Asian consumers are different from their American counterparts. Many of them are highly-educated, and they have strong work ethics that help them succeed in their chosen careers. They are affluent but still seek out the best deals. More importantly, they prioritize and value their family above anything else.

When brands use the same messages to market to consumers from the West in Asia, it usually loses its impact. It has already been observed in the sales of luxury goods in Asia where brands do not see the kind of growth they expected. The messages used to market luxury goods do not work because Asians buy designer bags and shoes for reasons that are different from Americans or Europeans.

Asian-Americans may not respond to the same messages used to market to white Americans or black Americans because their upbringing is different. An effective marketing message that will touch the Asian-American community should be tailor-made based on their unique values, culture, and tradition.

Brands should consider asking a member of the Asian-American community, to create a marketing message.
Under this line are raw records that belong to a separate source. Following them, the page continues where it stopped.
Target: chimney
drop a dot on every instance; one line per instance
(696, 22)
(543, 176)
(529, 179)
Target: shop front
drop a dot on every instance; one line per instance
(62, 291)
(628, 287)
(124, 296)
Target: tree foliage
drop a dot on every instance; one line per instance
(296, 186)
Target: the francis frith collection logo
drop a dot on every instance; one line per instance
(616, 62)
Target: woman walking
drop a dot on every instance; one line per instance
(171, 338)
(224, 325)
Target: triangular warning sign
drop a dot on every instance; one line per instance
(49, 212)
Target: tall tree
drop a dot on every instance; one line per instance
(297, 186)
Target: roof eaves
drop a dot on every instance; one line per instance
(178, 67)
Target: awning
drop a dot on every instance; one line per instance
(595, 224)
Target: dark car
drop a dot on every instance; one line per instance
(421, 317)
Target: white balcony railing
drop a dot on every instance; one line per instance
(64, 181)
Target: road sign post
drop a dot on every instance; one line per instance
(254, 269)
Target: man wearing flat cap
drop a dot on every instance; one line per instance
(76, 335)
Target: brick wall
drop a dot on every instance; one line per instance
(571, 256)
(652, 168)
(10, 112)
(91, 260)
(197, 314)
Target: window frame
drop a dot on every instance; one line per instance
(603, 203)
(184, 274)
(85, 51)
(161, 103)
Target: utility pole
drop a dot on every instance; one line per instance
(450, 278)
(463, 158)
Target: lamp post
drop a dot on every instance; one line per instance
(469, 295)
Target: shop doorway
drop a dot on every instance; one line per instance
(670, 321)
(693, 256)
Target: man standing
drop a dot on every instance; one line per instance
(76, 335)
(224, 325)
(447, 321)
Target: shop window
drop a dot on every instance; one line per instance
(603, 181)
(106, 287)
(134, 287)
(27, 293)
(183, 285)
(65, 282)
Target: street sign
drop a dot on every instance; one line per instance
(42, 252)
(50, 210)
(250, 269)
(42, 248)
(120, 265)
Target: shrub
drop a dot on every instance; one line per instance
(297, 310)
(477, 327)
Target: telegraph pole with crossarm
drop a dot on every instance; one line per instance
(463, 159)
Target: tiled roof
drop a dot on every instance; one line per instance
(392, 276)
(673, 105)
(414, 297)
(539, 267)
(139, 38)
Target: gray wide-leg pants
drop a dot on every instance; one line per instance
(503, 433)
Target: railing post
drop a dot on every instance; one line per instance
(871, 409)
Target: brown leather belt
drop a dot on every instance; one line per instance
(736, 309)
Many corporations make the mistake of pandering or using offensive stereotypes to address Asian consumers. Instead of growth in profit, these corporations suffer a backlash and bad press. Hiring an expert would prevent spreading the wrong message.

Go Online

Despite the recent increase of representation in the mainstream media among Asian-Americans, the community still feels under-represented. As a response, communities of Asian-Americans, especially younger generations, turn to the internet to look for information and communicate with each other.

Asians spend so much of their time every day online. They watch the least amount of television compared to Caucasians and African-Americans. However, they log an average of 80 hours on the internet monthly, consuming video content online through Netflix and YouTube.

Brands that want to cater toward Asian-Americans should have a strong online presence because, otherwise, they would not gain the type of audience that they want.

Asian-Americans have the highest household income among all racial groups in the U.S. They have a collective buying power amounting to $1 trillion. They also live longer and have a longer buying power than the rest of the population. Businesses that invest resources into swaying Asian-Americans have a lot to gain.